In yet another implementation, a capillary electrophoresis element 312 shown in FIG. 2D includes a high voltage supply plate 314 to create the electrospray bias with the conductor 30 of the capillary plate 28. This bias generates the ionized spray 44 as the sample is emitted from a capillary column 316 extending through the high voltage supply plate 314. The supply plate 314 is also provides a sheath liquid 320 to the capillary column 316, since the flow rate of the sample through the column 316 for capillary electrophoresis may be too low for the electrospray process.
A set of capillary electrophoresis elements 312 may be combined to form a handling system coupled to respective mass analyzers 14 like those shown in FIGS. 1A, 1B, and 1C.
Other embodiments are within the scope of the following claims.

Claims

1. A method to handle a set of samples for mass spectrometric analysis comprising:

collecting the set of samples simultaneously;

ionizing each sample simultaneously with a set of ionizers; and

transferring the ionized samples simultaneously to a set of mass analyzers.

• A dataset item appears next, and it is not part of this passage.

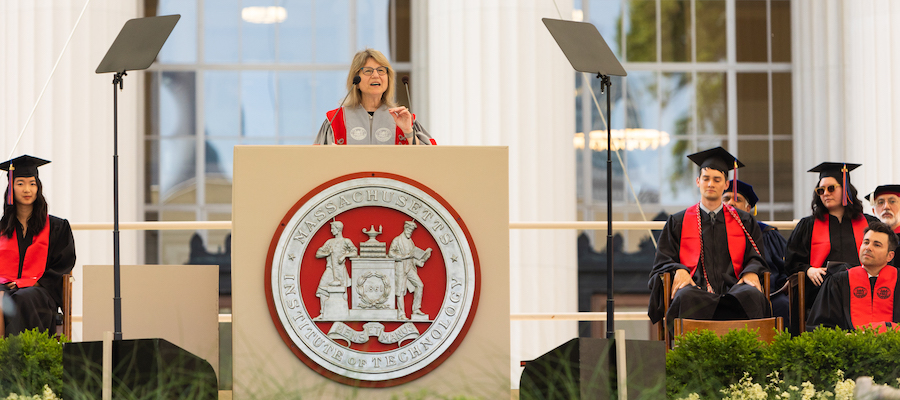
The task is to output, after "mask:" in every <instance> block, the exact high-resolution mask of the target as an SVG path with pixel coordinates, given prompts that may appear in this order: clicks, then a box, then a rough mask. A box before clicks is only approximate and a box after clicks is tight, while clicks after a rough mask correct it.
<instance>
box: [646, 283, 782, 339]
mask: <svg viewBox="0 0 900 400" xmlns="http://www.w3.org/2000/svg"><path fill="white" fill-rule="evenodd" d="M660 279H662V283H663V315H665V314H667V313H668V312H669V305H670V302H671V299H672V273H670V272H666V273H663V274H660ZM770 280H771V275H770V274H769V273H768V272H765V273H763V276H762V282H760V283H761V284H762V287H763V294H765V295H766V299H769V298H770V295H769V283H770ZM769 308H770V309H771V308H772V301H771V300H769ZM745 321H747V320H736V322H745ZM720 322H721V321H720ZM656 329H657V333H658V335H659V340H664V341H665V342H666V348H667V349H671V348H672V338H671V337H670V336H669V332H668V330H667V329H666V318H665V317H663V319H662V320H661V321H659V322H658V323H657V324H656ZM727 332H728V331H727V330H726V331H725V333H727Z"/></svg>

2. The method of claim 1 wherein the set of ionizers is a set of electrospray ionization ionizers.

3. The method of claim 2 further comprising nebulizing the sample and wherein nebulization is assisted by a nebulizing gas.

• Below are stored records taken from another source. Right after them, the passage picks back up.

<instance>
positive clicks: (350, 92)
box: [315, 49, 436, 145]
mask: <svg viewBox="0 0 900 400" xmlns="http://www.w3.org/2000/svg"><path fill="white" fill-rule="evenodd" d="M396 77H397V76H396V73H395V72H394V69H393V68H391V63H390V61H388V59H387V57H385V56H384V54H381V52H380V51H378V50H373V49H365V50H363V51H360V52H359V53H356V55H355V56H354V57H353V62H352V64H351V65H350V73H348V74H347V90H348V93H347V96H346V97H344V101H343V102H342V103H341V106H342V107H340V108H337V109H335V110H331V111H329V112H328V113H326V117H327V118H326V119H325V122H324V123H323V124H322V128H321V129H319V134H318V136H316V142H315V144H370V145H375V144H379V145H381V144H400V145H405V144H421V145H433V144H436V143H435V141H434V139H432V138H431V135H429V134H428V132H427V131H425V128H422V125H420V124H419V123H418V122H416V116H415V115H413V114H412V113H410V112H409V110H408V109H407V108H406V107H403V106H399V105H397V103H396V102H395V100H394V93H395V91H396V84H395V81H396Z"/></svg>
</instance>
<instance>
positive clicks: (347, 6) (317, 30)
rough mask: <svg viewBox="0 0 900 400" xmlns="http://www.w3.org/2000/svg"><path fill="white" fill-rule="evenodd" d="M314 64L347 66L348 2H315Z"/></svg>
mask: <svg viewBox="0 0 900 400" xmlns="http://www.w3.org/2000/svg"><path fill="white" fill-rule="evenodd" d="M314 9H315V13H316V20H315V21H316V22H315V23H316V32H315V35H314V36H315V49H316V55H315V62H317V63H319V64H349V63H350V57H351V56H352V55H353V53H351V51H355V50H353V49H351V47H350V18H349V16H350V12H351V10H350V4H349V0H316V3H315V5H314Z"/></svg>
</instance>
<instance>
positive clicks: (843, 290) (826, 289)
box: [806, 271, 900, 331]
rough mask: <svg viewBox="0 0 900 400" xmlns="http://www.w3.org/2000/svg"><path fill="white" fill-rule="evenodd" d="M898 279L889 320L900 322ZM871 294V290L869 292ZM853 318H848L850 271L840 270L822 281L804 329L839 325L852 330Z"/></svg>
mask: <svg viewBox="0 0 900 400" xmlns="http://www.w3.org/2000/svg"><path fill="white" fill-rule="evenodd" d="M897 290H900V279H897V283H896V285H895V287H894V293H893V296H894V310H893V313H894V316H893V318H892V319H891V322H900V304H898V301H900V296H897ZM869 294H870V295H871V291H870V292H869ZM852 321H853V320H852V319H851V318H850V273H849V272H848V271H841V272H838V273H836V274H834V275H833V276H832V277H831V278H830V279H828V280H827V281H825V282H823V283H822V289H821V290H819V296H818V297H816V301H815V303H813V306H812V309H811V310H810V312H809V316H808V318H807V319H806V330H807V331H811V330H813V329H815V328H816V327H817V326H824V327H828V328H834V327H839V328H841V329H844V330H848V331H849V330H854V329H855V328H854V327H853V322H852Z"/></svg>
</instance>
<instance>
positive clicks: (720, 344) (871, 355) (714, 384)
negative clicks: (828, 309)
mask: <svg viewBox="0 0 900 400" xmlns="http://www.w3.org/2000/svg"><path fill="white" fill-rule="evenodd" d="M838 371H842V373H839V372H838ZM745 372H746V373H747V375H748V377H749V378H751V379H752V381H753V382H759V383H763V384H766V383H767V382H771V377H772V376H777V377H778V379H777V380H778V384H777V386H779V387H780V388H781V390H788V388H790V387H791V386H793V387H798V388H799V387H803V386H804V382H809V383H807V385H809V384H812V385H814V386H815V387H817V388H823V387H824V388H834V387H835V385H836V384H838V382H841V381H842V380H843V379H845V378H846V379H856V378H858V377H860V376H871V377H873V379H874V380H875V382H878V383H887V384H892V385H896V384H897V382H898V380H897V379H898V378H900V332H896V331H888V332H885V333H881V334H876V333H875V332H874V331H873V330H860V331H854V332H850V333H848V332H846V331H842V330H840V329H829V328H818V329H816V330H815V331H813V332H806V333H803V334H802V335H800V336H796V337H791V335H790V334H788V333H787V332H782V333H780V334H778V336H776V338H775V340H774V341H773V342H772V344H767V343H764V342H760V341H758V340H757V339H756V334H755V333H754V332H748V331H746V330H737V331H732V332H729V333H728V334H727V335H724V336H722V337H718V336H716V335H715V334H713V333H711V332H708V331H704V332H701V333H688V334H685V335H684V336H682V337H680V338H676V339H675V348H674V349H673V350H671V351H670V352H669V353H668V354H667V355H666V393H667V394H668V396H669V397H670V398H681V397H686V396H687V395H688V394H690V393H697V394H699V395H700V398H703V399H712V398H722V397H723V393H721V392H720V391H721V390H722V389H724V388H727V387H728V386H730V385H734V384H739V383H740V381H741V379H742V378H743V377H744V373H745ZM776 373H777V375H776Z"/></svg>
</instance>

4. The method of claim 2 wherein the ionizing produces an ionized spray at one end of a capillary with the other extending to a respective sample.

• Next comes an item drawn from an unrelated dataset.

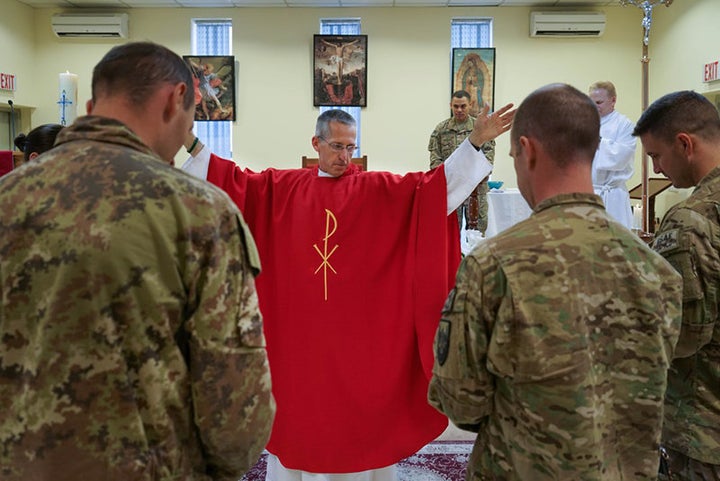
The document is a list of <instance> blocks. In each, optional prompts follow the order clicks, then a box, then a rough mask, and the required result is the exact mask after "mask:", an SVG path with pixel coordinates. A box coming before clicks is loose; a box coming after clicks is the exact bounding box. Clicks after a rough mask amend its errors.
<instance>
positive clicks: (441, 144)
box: [428, 90, 495, 235]
mask: <svg viewBox="0 0 720 481" xmlns="http://www.w3.org/2000/svg"><path fill="white" fill-rule="evenodd" d="M450 109H451V110H452V117H450V118H449V119H446V120H443V121H442V122H440V123H439V124H438V125H437V127H435V130H433V133H432V134H431V135H430V143H429V144H428V150H429V151H430V168H431V169H434V168H435V167H437V166H438V165H440V164H442V163H443V162H445V161H446V160H447V159H448V157H450V154H452V153H453V152H455V149H457V148H458V146H459V145H460V144H461V143H462V142H463V140H465V139H466V138H467V136H468V135H470V132H472V129H473V125H474V124H475V118H474V117H471V116H470V115H469V109H470V94H469V93H468V92H467V91H465V90H458V91H456V92H454V93H453V95H452V98H451V100H450ZM481 149H482V151H483V153H484V154H485V157H486V158H487V159H488V160H489V161H490V163H491V164H492V163H493V161H494V160H495V141H494V140H491V141H489V142H485V143H484V144H483V145H482V146H481ZM487 181H488V179H487V177H486V178H484V179H483V180H482V182H480V183H479V184H478V185H477V187H476V188H475V190H474V191H473V193H472V194H470V197H468V198H467V199H466V200H465V202H463V204H462V205H461V206H460V207H458V209H457V215H458V223H459V224H460V228H462V221H463V217H464V218H465V224H466V227H467V228H468V229H473V230H478V231H480V232H482V233H483V235H484V234H485V231H486V230H487V212H488V206H487V192H488V184H487Z"/></svg>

5. The method of claim 1 wherein the set of ionizers is a set of atmospheric pressure ionization ionizers.

6. The method of claim 5 wherein the ionization is by corona discharge.

7. The method of claim 5 further comprising nebulizing the sample and wherein nebulization is assisted by a nebulizing gas.

8. The method of claim 1 wherein the headspace of the sample is analyzed.

9. The method of claim 8 wherein the ionization is by corona discharge.

10. The method of claim 1 wherein the sample is subjected to capillary electrophoresis prior to ionization.

11. A system to handle a set of samples for mass spectrometric analysis comprising:

a set of elements that couples to a sample plate containing the set of samples, each element being integrated with a respective mass analyzer, each element including an ionizer to ionize the respective sample, the set of samples being collected and ionized simultaneously, the ionized samples being transferred simultaneously to the respective mass analyzers.

12. The system of claim 11 wherein the ionizer is an electrospray ionization ionizer.

13. The system of claim 11 wherein each element includes a capillary with one end extending to the sample and another end where the ionization produces an ionized spray.

14. The system of claim 11 wherein the ionizer is an atmospheric pressure ionizer.

15. The system of claim 14 wherein the ionization is by corona discharge.

16. The system of claim 11 wherein the headspace of the sample is analyzed.

17. The system of claim 16 wherein the ionization is by corona discharge.

18. The system of claim 11 wherein the sample is subjected to capillary electrophoresis prior to ionization.